Bonfire Night last year was one of my most poignant times as a single mum. We had nowhere to go, with one child so young (18 months then) and, in truth, me not really getting around to being organized, such a struggle it was to get through the day (and those awful nights) alone.
I remember we watched - what I considered to be - a paltry amount of fireworks going off in other people's gardens through the upstairs back window. Yet the children were thrilled. They didn't know what they were missing and in the absence of this knowledge were overjoyed with their lot. A bit like I am with them, never having enjoyed the joy of a true unit, so to speak, with their dad.
I hadn't even considered an official display - but they do tend to be late and can be expensive. This year we are going to one, however. Things are very different. I am making an effort (but didn't over Halloween, help me God). We are going to friends for it and can go inside if needs be.

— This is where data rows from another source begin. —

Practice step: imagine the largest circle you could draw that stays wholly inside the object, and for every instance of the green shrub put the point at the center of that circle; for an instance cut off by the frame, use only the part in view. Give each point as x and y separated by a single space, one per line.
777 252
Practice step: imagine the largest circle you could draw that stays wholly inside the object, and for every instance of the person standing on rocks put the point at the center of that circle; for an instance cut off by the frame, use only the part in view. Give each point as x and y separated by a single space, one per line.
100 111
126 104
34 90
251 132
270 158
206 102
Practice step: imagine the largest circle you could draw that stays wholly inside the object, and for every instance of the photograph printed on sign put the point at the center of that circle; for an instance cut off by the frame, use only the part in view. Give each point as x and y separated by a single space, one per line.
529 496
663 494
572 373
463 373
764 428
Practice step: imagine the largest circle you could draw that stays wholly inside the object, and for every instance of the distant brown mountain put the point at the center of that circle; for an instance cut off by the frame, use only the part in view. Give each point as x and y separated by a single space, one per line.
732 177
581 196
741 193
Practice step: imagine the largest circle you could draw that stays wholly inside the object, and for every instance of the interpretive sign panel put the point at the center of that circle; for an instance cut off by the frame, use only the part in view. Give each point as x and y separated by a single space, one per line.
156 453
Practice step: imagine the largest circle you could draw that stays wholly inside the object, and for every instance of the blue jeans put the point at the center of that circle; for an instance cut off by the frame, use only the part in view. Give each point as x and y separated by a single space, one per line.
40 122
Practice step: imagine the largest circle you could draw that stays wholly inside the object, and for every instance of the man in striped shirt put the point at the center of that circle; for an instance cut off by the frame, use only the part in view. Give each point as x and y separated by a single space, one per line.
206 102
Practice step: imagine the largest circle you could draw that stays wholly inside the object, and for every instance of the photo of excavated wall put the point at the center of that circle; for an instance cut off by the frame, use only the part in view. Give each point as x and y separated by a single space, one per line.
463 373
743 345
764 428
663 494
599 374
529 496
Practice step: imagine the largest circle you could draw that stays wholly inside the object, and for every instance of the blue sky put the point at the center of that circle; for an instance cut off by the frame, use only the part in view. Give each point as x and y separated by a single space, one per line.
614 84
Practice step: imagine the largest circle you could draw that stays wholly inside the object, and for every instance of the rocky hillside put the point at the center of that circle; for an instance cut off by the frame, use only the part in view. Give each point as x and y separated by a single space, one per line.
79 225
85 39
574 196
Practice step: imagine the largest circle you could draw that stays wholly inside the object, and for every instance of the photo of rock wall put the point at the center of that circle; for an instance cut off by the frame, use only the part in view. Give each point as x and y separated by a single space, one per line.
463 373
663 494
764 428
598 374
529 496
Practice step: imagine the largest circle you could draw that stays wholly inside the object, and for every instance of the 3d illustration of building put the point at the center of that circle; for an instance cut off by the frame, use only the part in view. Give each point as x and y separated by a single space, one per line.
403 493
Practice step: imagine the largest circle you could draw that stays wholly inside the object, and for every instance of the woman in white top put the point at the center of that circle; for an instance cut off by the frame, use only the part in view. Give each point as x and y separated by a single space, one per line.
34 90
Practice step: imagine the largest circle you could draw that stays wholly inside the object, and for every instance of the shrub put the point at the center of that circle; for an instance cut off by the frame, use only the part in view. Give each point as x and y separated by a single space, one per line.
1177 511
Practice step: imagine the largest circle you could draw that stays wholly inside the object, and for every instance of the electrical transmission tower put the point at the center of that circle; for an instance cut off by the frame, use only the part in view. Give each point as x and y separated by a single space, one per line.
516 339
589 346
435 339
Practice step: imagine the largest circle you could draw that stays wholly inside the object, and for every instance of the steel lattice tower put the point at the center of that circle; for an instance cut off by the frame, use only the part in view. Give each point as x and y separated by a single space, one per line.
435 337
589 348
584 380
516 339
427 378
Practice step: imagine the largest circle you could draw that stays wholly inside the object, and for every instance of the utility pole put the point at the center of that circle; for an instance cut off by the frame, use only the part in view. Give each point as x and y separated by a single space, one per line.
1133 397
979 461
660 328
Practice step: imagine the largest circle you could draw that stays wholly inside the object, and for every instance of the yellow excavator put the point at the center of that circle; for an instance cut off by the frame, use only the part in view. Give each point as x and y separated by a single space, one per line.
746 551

Watching it all from a distance can be the most lonely thing imagineable. There are no gunpowder smells, no heat from a rarely seen - nowadays - fantastic fire, no sparklers to draw in the night sky, no sausages or baked potatoes to eat, no sounds.
This year, at least, there are fireworks in my love life and I will never be looking back. Yet there are many single parents out there - to whom my heart will be going out - and who deserve better, who cannot be protecting their kids whilst setting off rockets, who probably can't afford such a luxury anyhow and who would love to be invited somewhere so their children can hear and smell and feel and taste - as well as see - Bonfire Night for themselves!